In this paper, a new variant of the Particle Swarm Optimization (PSO) algorithm, named Dual Fitness PSO (DFPSO) was proposed. In the meta-heuristic algorithms, the fitness and diversity of the solutions are the main factors to be addressed in selecting a guide causing the search particles’ movements in the search space; however, these movements could be unbalanced when the fitness and diversity are measured by two different and separate mechanisms. In this case, it is possible that achieving high fitness is of higher priority than preserving the diversity when the particles are gathered in a closed region in the search space.

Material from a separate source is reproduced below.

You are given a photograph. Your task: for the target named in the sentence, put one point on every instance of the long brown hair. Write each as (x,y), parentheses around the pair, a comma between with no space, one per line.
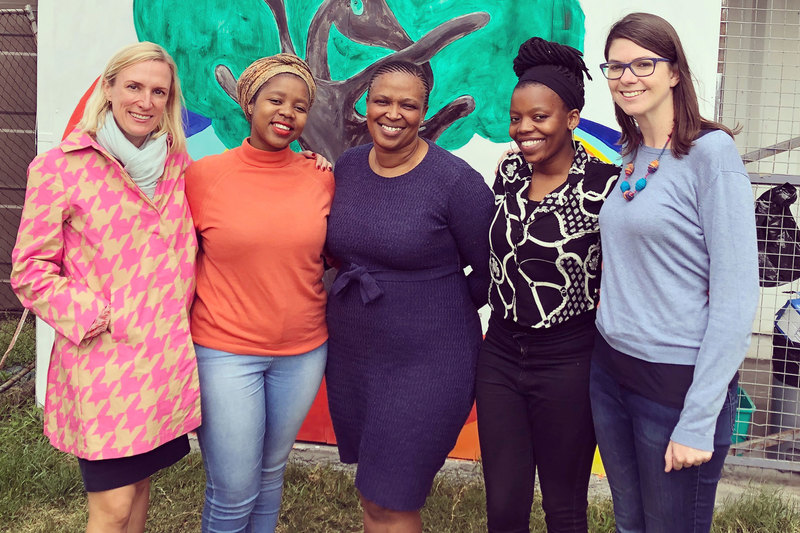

Applying separate mechanisms, it is also probable that maintaining the diversity is of higher priority than reaching the high fitness when the solutions are so far from the fitted region of the search space. In the latter case, the particles could be trapped in local optima. As a solution, we attempted to incorporate the capability of evaluating fitness and diversity and make it the mission of the global best (Gbest) particle. In DFPSO, there are also multiple Gbests to help better preserve the diversity. The proposed approach was validated through implementation on a set of benchmark functions.

The proposed algorithm was then employed to solve an optimal conjunctive use of surface and ground water problem under three different climatic conditions. The objectives were to minimize the shortages of water, while maximizing the groundwater table sustainability. The results showed that the optimization model can desirably satisfy the water demands while decreasing the cumulative groundwater level drawdown. As the future work, we aim at improving the DFPSO algorithm by investigating whether the personal best (Pbest) particles might be eliminated from the updating procedure of the particles in favor of local optima avoidance to further strengthen the exploration capability of this algorithm.